Express-Miejski.pl

Informacja zawierająca wskazówki dla osób przyjmujących uchodźców wojennych z Ukrainy

zdjęcie ilustracyjne

zdjęcie ilustracyjne fot.: mp

W przestrzeni medialnej pojawia się wiele informacji dotyczących tego, w jaki sposób rozmawiać z uchodźcami, zajmować się nimi, w jaki sposób należy się nimi opiekować.

Nie wszystkie właściwe.

Oto kilka wskazówek i informacji, z czym możemy się zetknąć, jak reagować, co robić należy a czego nie wolno:

1. Każde dziecko, każdy dorosły, który zmuszony był uciekać z Ukrainy przed wojną, może zderzyć się z zespołem stresu pourazowego. Każdy człowiek jest inny, każdy może okazywać, przeżywać trudne emocje inaczej. Nie możemy wszystkimi opiekować się w taki sam sposób. Musimy być bardzo uważni, obserwować potrzeby i wychodzić im naprzeciw. W tej tragicznej sytuacji najważniejsze jest zapewnienie naszym przyjaciołom poczucia bezpieczeństwa.

2. Nie pytajmy uchodźców o to, co tam się dzieje, co widzieli, jak ich potraktowano, kto z ich rodziny zginął. Nie wypytujmy. Nie nalegajmy, aby się zwierzali, aby się nam „wygadali”. Nie zmuszajmy ich, aby wyrzucili z siebie emocje. To musi być ich potrzeba, ich decyzja.

3. Jeśli z własnej inicjatywy chcą się wyżalić, zwierzyć, opowiedzieć - wysłuchajmy tego z uwagą, ze współczuciem, okażmy zainteresowanie i potraktujmy te zwierzenia jako coś bardzo ważnego - bez względu na to, jak ważne nam się to wydaje, to co usłyszymy - dla naszych przyjaciół jest w tym momencie najważniejsze.

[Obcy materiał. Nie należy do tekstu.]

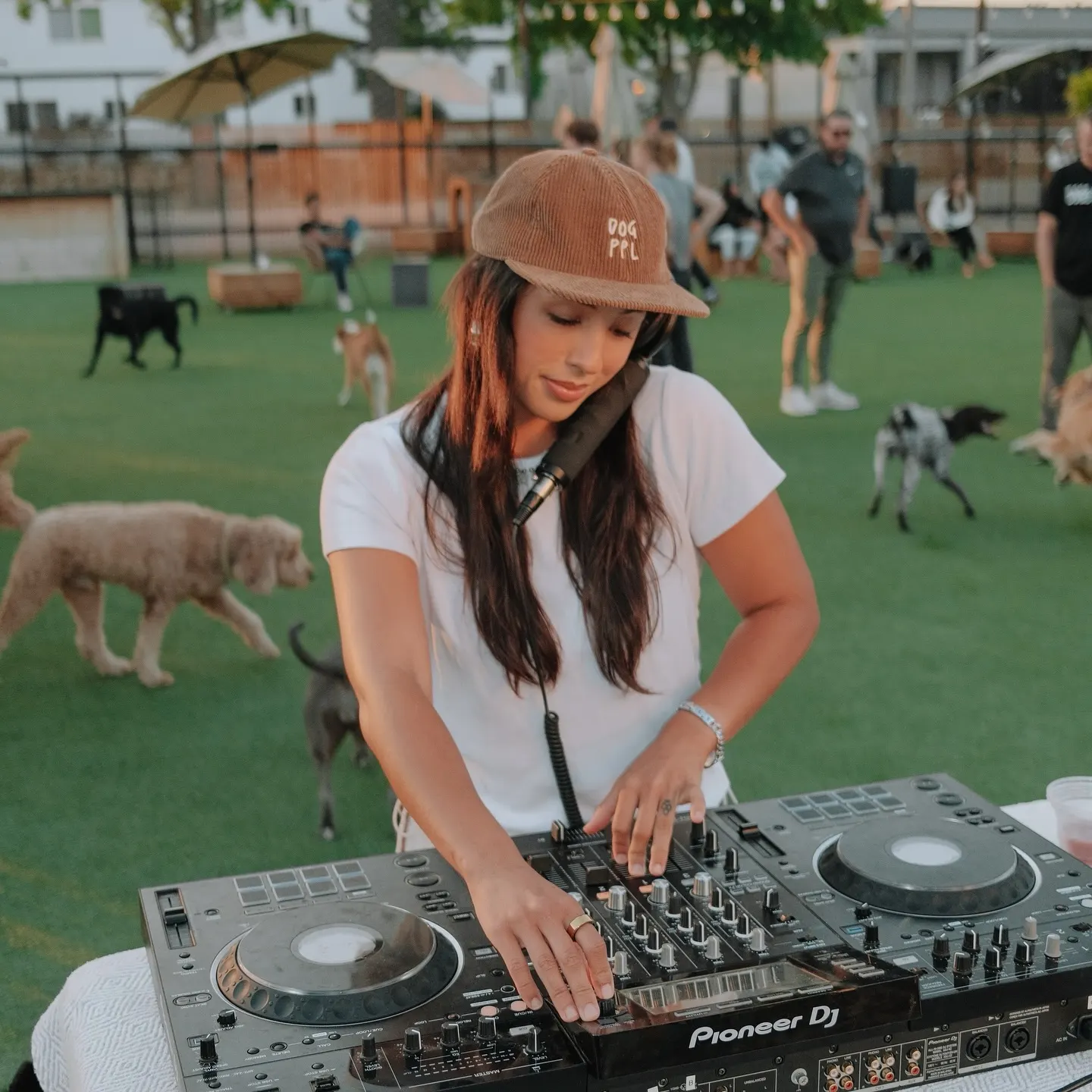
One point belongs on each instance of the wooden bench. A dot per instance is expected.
(240, 287)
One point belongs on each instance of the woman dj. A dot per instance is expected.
(568, 283)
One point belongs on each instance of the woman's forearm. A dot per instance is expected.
(757, 659)
(428, 774)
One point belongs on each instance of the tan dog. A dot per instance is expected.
(369, 362)
(1070, 447)
(166, 551)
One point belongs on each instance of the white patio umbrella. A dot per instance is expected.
(614, 107)
(226, 74)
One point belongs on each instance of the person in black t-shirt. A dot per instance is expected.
(1064, 251)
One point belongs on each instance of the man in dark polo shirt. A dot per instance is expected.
(829, 186)
(1064, 251)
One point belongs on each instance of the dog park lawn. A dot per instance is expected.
(963, 647)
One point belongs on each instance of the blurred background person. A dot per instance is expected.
(951, 210)
(581, 132)
(1064, 253)
(766, 168)
(736, 234)
(657, 158)
(830, 187)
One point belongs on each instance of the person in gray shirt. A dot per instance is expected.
(829, 185)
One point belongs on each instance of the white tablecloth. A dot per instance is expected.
(103, 1032)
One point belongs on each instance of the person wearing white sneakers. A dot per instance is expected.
(829, 186)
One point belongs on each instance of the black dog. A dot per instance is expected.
(925, 437)
(133, 312)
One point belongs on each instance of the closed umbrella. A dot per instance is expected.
(222, 74)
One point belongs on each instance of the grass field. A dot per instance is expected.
(963, 647)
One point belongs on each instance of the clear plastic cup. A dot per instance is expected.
(1072, 799)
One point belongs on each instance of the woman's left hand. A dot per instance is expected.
(642, 803)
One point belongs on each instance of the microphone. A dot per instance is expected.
(581, 435)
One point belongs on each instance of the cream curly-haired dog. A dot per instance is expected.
(165, 551)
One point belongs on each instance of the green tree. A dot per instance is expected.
(751, 33)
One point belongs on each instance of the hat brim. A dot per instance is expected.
(662, 298)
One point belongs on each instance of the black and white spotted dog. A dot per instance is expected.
(921, 436)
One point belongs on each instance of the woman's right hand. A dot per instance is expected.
(521, 912)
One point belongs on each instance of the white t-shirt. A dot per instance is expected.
(710, 472)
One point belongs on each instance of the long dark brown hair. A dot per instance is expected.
(461, 431)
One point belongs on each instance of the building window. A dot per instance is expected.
(19, 117)
(888, 76)
(936, 77)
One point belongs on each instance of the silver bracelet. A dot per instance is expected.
(712, 724)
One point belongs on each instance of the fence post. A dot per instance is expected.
(126, 180)
(24, 119)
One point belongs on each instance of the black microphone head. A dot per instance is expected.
(591, 424)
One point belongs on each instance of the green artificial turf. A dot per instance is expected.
(961, 648)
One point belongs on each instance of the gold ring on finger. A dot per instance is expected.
(578, 923)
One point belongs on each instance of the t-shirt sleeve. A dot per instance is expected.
(369, 493)
(725, 472)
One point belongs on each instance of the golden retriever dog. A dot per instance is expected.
(1070, 447)
(166, 551)
(369, 362)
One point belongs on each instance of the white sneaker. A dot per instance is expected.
(796, 402)
(829, 397)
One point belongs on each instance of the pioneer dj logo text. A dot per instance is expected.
(623, 238)
(821, 1015)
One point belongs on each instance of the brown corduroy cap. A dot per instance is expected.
(583, 228)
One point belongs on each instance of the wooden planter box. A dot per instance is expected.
(241, 287)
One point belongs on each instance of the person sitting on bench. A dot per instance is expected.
(330, 247)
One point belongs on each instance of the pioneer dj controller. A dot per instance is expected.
(889, 934)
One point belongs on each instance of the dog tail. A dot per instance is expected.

4. NIE odwracajmy uwagi uchodźców od tego, co tam się dzieje, od tego co tam się wydarzyło! NIE wolno „odcinać” emocji! Jeśli zablokujemy uzewnętrznienie tego, co czują, wtedy wszystko zamiast wyjść na zewnątrz, uwalniając się w formie żalu, łez, często w formie gniewu czy agresji - trafi do środka, przeradzając się w strach, brak poczucia bezpieczeństwa a w efekcie w depresję (może to nastąpić w bardzo krótkim czasie, nawet w 2 tygodnie!).

5. Nie „zabawiajmy” dzieci na siłę szukając im zajęcia, zabawy itp. Obserwujmy ich potrzeby. Zdecydowana większość z nich straciła poczucie bezpieczeństwa. Jedynie przy bliskich dorosłych mogą je poczuć. Jeśli organizujemy zajęcia terapeutyczne, odpoczynek itp. to wspólnie z dorosłymi jeśli tego potrzebują dzieci.

6. Zapewnijmy uchodźcom chociaż odrobinę prywatności. Miejsce (oddzielny pokój), w którym mogliby otoczyć się swoimi osobistymi rzeczami, odpocząć w spokoju, poczuć się zaopiekowani i bezpieczni. Nie nalegajmy na uczestniczenie przez nich w naszym życiu. Umożliwmy im to, jeśli sami wyrażą taką chęć (np. pomoc przy gotowaniu czy sprzątaniu - niektórzy mogą mieć potrzebę odwdzięczenia się za pomoc i wsparcie, pozwólmy im na to). Inni mogą potrzebować wyłącznie spokoju i ciszy dla odreagowania traumy.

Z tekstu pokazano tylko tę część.